議決権行使助言会社のISSがグローバルリサーチの結果を公表
昨日は仕事上の必要に迫られ、ひらすら機械・半導体セクターの2Q決算情報を整理していました。来週はプライベートでの株式投資の関係でゼネコン各社の決算情報を整理する1週間となる予定です。アクティビストの影響もありゼネコン各社の株価は高いですね。
さて、来年の株主総会に向けてそろそろ検討を開始する企業もあるかと思いますが、総会での経営トップの取締役選任に関して注意が必要な事項を本日は紹介したいと思います。
議決権行使助言会社の最大手のISSですが、10月31日に次のとおり「2 0 2 3 I S S G l o b a l B e n c h m a r k P o l i c y S u r v e y」を公表しました。

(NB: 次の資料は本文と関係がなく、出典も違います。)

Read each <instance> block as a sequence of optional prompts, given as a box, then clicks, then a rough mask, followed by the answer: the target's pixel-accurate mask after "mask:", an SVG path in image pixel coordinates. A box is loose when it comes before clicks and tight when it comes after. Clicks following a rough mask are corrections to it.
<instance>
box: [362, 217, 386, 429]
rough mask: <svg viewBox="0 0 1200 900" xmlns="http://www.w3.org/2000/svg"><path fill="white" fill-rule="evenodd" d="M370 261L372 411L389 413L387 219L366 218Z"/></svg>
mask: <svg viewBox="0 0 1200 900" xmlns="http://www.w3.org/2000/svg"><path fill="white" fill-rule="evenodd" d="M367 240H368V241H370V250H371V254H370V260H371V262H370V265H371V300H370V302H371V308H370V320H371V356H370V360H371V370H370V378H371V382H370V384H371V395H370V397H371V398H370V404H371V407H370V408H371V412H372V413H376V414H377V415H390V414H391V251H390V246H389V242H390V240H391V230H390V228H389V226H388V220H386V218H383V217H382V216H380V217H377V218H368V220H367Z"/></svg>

https://www.issgovernance.com/file/policy/2023/2023-ISS-Benchmark-Survey-Summary.pdf
ISSは2020年6月から経営トップの選任でのROE5%基準を本年まで停止しています。つまり、過去5期の平均ROEが5%を下回る企業の経営トップの取締役選任議案には反対推奨するという方針があるわけですが、これがこの数年間は、コロナの影響で業績の悪い企業が多いため適用が停止されてきました。「助かる!」という企業も多いかと思います。
ROE5%基準は復活する可能性が高い?
ROE5%未満が続く企業は、この適用がいつ復活するのか関心が高いところかと思いますが、今回の上記のリサーチ結果の中で、このROE基準の復活の是非について、機関投資家などに意見聴取をした結果が英語で次のとおり掲載されています。
黒字がポイントですが、要するに機関投資家の多くが復活を希望しており、機関投資家以外の関係者の6割もそれに賛同しているということです。

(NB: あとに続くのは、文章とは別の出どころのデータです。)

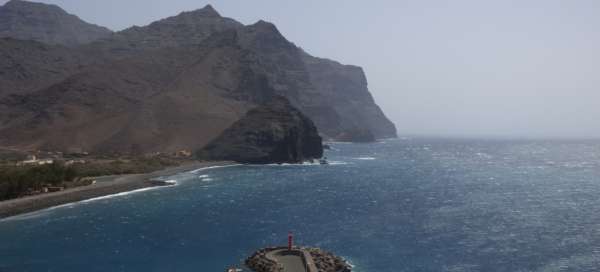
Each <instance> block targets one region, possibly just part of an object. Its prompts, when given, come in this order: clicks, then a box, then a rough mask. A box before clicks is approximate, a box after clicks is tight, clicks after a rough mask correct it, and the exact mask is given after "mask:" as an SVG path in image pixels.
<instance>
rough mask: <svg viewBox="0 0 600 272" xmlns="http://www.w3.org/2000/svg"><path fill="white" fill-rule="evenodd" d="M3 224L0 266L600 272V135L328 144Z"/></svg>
mask: <svg viewBox="0 0 600 272" xmlns="http://www.w3.org/2000/svg"><path fill="white" fill-rule="evenodd" d="M331 146H332V149H331V150H328V151H327V157H328V159H329V161H330V164H329V165H319V164H304V165H266V166H229V167H221V168H210V169H204V170H197V171H193V172H188V173H181V174H178V175H175V176H171V177H164V179H165V180H170V181H172V182H176V186H172V187H163V188H155V189H146V190H142V191H137V192H131V193H125V194H119V195H116V196H110V197H103V198H99V199H94V200H91V201H85V202H79V203H74V204H69V205H64V206H61V207H58V208H53V209H49V210H44V211H40V212H36V213H32V214H27V215H22V216H18V217H13V218H9V219H6V220H3V221H0V271H2V272H5V271H11V272H12V271H61V272H62V271H206V272H220V271H224V270H225V269H226V268H227V267H229V266H231V265H239V264H240V263H242V262H243V259H244V258H245V257H246V256H248V255H250V254H251V253H252V252H253V251H254V250H256V249H259V248H262V247H265V246H270V245H281V244H285V243H286V239H287V233H288V231H292V232H293V233H294V235H295V237H296V241H297V243H299V244H303V245H310V246H316V247H321V248H323V249H326V250H330V251H333V252H334V253H336V254H337V255H340V256H343V257H345V258H347V259H348V260H349V261H350V262H351V263H352V264H353V265H354V266H355V267H354V271H358V272H397V271H452V272H457V271H600V142H598V141H509V140H459V139H408V138H405V139H397V140H385V141H381V142H378V143H373V144H343V143H331Z"/></svg>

今回はサーベイ結果であり、復活が確定した訳ではないと思いますが、恐らく今回の調査結果の意見を反映した形で議決権行使ポリシーの改定がなされるかと思います。
外国人株主比率の高い低ROE企業は要注意です
ROE基準が復活した場合、ROE5%未満が続く、外国人株主(=海外機関投資家)比率の高い企業は注意を払う必要が「大」です。

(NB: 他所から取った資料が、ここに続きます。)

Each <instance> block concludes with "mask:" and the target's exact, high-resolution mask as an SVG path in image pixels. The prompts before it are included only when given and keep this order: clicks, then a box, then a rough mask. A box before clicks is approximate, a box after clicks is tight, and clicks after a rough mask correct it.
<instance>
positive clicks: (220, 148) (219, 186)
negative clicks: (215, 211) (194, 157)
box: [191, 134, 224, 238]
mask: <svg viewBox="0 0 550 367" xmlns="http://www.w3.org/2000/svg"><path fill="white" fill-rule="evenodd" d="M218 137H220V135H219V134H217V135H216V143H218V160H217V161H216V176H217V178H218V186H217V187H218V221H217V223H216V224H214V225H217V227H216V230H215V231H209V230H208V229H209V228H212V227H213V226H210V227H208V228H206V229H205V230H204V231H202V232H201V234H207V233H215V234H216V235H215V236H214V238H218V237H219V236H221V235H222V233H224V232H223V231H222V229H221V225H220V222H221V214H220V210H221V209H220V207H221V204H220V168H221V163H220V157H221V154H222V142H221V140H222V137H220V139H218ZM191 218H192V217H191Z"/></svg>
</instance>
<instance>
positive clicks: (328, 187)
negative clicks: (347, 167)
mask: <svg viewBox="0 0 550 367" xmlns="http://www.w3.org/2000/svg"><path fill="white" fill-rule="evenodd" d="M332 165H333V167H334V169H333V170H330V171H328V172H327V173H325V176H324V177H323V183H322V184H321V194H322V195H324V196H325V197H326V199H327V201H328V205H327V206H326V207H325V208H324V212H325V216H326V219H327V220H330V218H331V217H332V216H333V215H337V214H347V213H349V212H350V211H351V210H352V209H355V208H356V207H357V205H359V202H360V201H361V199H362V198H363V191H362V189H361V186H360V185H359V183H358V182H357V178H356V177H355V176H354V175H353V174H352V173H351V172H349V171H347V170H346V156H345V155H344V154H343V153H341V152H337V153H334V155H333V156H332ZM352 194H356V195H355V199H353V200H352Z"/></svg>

何故なら、海外機関投資家の多くはISSの賛否推奨結果を採用するところが多いので、「ISSが反対推奨=海外投資家は議決権行使で社長に反対」ということになるからです。これって結構、大きなリスクです。最悪、社長が選任されない可能性もあるわけですから。
企業は、海外機関投資家とのエンゲージメントを強化して、ROEが低迷する現状において、将来の成長戦略を丁寧に説明して、少しでも賛成行使してくれるよう努力することが必要になります。